Imbolc, synonymous with Saint Brigid's Day, is celebrated annually on 1st February. One of the four major seasonal festivals along with Beltane, Lughnasadh and Samhain, Imbolc is one of the oldest feasts celebrating the arrival of spring in Celtic mythology. Since the earliest of times Imbolc has been associated with the goddess Brigid, the goddess of the dawn.

Imbolc is thought to have been significant in Ireland since the Neolithic period as attested by the alignment of some Megalithic monuments.

The illumination of the passage and chamber by the sunrise on the winter solstice at the Neolithic passage tomb at Newgrange is world famous. Similar solar alignments can be found at many other passage tombs.

Significant that at Newgrange it is only the light that enters through the light box above the main passage entrance that reaches the back of the chamber. Recently Michael Gibbons has claimed that the light box was “fabricated” during reconstruction by Michael O’Kelly in the 1960s.
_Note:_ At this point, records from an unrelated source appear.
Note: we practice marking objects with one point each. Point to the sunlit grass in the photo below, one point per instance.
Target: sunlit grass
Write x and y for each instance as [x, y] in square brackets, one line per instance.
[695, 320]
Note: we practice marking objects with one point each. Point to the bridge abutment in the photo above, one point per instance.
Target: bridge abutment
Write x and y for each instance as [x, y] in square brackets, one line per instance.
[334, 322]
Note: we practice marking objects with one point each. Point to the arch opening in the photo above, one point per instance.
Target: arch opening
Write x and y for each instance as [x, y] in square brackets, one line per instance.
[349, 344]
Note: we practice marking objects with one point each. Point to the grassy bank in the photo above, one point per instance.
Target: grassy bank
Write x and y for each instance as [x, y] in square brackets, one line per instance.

But when considered with solar alignments at other passage tombs in Ireland this claim seems nonsensical.

Today celebrated on 1st February, Imbolc is considered to mark a Cross Quarter Day indicating the midway point between the winter solstice and the spring equinox, astronomically calculated to fall between the 2nd & 7th of February.

At the 5,000 year old Mound of the Hostages on the Hill of Tara the rising sun at Imbolc enters the passageway and illuminates the chamber.

At Loughcrew a cluster of megalithic cairns are aligned to display tricks of light at certain solar festivals. A beam of light at sunrise on the spring and autumnal equinoxes illuminates the passage and strikes the backstone of the chamber at Cairn T.

But on St Brigid's Day at Loughcrew Cairn L a beam of light from the Imbolc sunrise illuminates the passage and chamber and strikes a six-foot tall limestone standing stone in the cairn.

Perhaps memory of Brigid stretches back to the days of the construction of these Neolithic mounds. Her cult is certainly ancient. Saint Brigid's Cross is one of the archetypal symbols of Ireland, while today it is considered a Christian symbol, it seems to have its roots in the pre-Christian goddess Brigid.

Brigid's Cross was traditionally made of rushes on the eve of Brigid's feast and hung on kitchen walls, over doorways and windows to protect the the household from harm, a custom that can be found surviving in many Irish homes today, although it is likely far older than Christianity.

However the tale of the creation of Brigid's Cross is somewhat confused, and there are various versions, one story goes like so:

"There was an old pagan Chieftain who lay delirious on his deathbed in Kildare (some tales say this was her father) and his servants summoned Brigid to his beside in the hope that the holy woman may calm his restless spirit. Brigid is said to have sat by his bed, consoling and calming him and it is here that she picked up the rushes from the floor and began weaving them into the distinctive cross pattern. Whilst she weaved, she explained the meaning of the cross to the sick Chieftain. It is thought her calming words brought peace to his soul; he was so enamoured by her words that the old Chieftain requested he be baptised as a Christian just before his passing.

Since that day, and for the centuries that followed, it has been customary on the eve of her Feast Day (1st February) for the Irish people to fashion a St. Brigid's Cross of straw or rushes and place it inside the house over the door."